ABILENE, Texas - For several years, Boomer, a Staffordshire bull terrier, has limped into his local medical center once a month to receive injections to treat his arthritis.
However, veterinarian Allen Bolt hopes the 14-year-old Boomer has taken his last wobbly walk through the doors of his Abilene clinic. Recently, the terrier received an in-clinic stem cell procedure Bolt hopes will become routine, and will extend the lives of many people's pets.
In 34 years of being a veterinarian, Bolt said he has seen a tremendous change in the impact veterinary medicine has had on pets.
"When I got out of school, if you had a 10-year-old dog, you had a really old dog," he said. "I think one of the reasons the life expectancy is better is because we're taking better care of them. When the dogs and cats moved from the backyard to the bedroom, that's when we started treating them like part of the family."
Treating them as family means investing in their health, he said, and he now sees dogs living into their early 20s as a result.
The stem cell procedure is less invasive than a spay, he said. Stem cell regenerative therapy involves removing fat tissue from the animal, separating the stem cells from the fat, activating and then injecting the cells into the affected area.

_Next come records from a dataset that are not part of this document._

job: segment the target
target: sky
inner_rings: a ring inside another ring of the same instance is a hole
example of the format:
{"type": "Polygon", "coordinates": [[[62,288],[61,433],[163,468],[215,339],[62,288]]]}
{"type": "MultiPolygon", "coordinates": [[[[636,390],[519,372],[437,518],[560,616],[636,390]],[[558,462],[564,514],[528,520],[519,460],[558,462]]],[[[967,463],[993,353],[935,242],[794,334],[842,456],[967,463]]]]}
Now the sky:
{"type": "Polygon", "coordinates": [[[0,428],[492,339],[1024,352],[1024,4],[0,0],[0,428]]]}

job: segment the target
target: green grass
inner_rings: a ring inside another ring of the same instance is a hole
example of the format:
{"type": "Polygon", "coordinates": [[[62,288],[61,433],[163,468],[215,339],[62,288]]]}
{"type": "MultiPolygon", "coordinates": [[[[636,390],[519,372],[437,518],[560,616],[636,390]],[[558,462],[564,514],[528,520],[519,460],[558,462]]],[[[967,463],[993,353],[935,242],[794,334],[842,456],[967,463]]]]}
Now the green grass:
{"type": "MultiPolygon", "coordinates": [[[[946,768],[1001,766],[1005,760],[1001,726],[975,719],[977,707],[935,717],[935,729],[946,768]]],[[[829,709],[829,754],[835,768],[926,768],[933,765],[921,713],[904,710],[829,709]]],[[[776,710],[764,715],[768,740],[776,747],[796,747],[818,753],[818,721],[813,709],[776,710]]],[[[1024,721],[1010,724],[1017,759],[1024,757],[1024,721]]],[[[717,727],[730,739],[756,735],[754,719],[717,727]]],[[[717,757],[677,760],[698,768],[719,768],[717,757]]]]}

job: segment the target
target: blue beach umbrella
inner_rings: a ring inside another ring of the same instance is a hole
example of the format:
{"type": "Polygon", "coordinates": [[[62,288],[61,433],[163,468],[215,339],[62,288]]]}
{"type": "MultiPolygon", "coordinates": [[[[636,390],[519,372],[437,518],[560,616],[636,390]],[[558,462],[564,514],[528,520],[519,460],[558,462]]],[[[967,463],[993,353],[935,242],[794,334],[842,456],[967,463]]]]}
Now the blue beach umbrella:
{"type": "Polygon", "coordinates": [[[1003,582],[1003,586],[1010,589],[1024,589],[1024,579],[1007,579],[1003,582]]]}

For Boomer, his hips and stifles (like knees on a human) received the cell injections.
Boomer's future was grim without the procedure, Bolt said.
The traditional arthritis treatment was taking a toll on Boomer's kidneys, and his owners were running out of options.
"You're faced with just letting him hurt, putting him to sleep, or make him comfortable but kill his kidneys," he said. "That was the time I got involved with MediVet-America, which was perfect for this guy."
The Kentucky-based company has offered more than 2,000 stem cell kits to veterinarians across the U.S.
A dog owner himself, Bolt said he knows the heartache of watching pets age. He researched the stem cell therapy process and shared it with Boomer's owners, who quickly got on board.
"I think it's just one of the greatest things that's come down the pipe," he said. "You can treat these dogs with their own stem cells, their own plasma. You're not doing them any harm with the treatment and there are no side effects."
For several years, the therapy has been available to veterinarians willing to harvest the fat tissue from the animal and send a sample to a West Coast lab. Now that the procedure can be done in-clinic in a single day, the cost has been cut in half.
The regenerative therapy costs $1,500 at Animal Health & Medical Center of Abilene, Bolt said.
For pet owners like Judie Bradley, the cost is a sacrifice she's happy to make. Bradley hopes her dog, Sabre, will also receive the stem cell procedure.
"I've always believed it's kind of a 'til death do you part relationship with our animals," she said. "It's not always easy, but it's what you have to do."
Sabre, an 11-year-old rescued shepherd mix, is one of three dogs and two cats in the family, she said, and all are treated like children.